Można mieć różne, często krańcowo odmienne zdania, ale jedno jest pewne: rekolekcje wielkopostne wpisały się w kalendarium roku szkolnego i nic nie wskazuje na to, aby coś miało się w tym względzie zmienić. Zamiast więc narzekać na nie dość sprawną organizację (przyznaję, często nie bez podstaw), krytykować ich poziom (niekiedy słusznie), odwracać się plecami i demonstrować swą dezaprobatę - może lepiej zaangażować się, spróbować coś zmienić?
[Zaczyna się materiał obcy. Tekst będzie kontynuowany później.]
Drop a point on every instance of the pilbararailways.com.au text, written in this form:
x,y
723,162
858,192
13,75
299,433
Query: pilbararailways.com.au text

Kiedy rozpoczynają się rekolekcje, wielu nauczycieli ogarnia dziwna, trzydniowa pasywność. Na co dzień zaangażowani, twórczy - teraz przybierają postawę zewnętrznych, neutralnych obserwatorów. Nagle tracą bezinteresowność, gotowość do działań przekraczających zakres obowiązków i nawet odprowadzenie klasy do kościoła staje się problemem.
Tymczasem warto podkreślić jedno: nie ma żadnych powodów, aby przez te trzy dni przestać się czuć nauczycielem i wychowawcą, a więc osobą w szczególny sposób predestynowaną do tego, by być dla dzieci świadkiem wartości. Milcząco czy wprost artykułowany pogląd, że rekolekcje szkolne to problem nie mój, tylko księdza i katechetów, na pewno nie daje się pogodzić z istotą tego jedynego w swoim rodzaju zawodu-powołania.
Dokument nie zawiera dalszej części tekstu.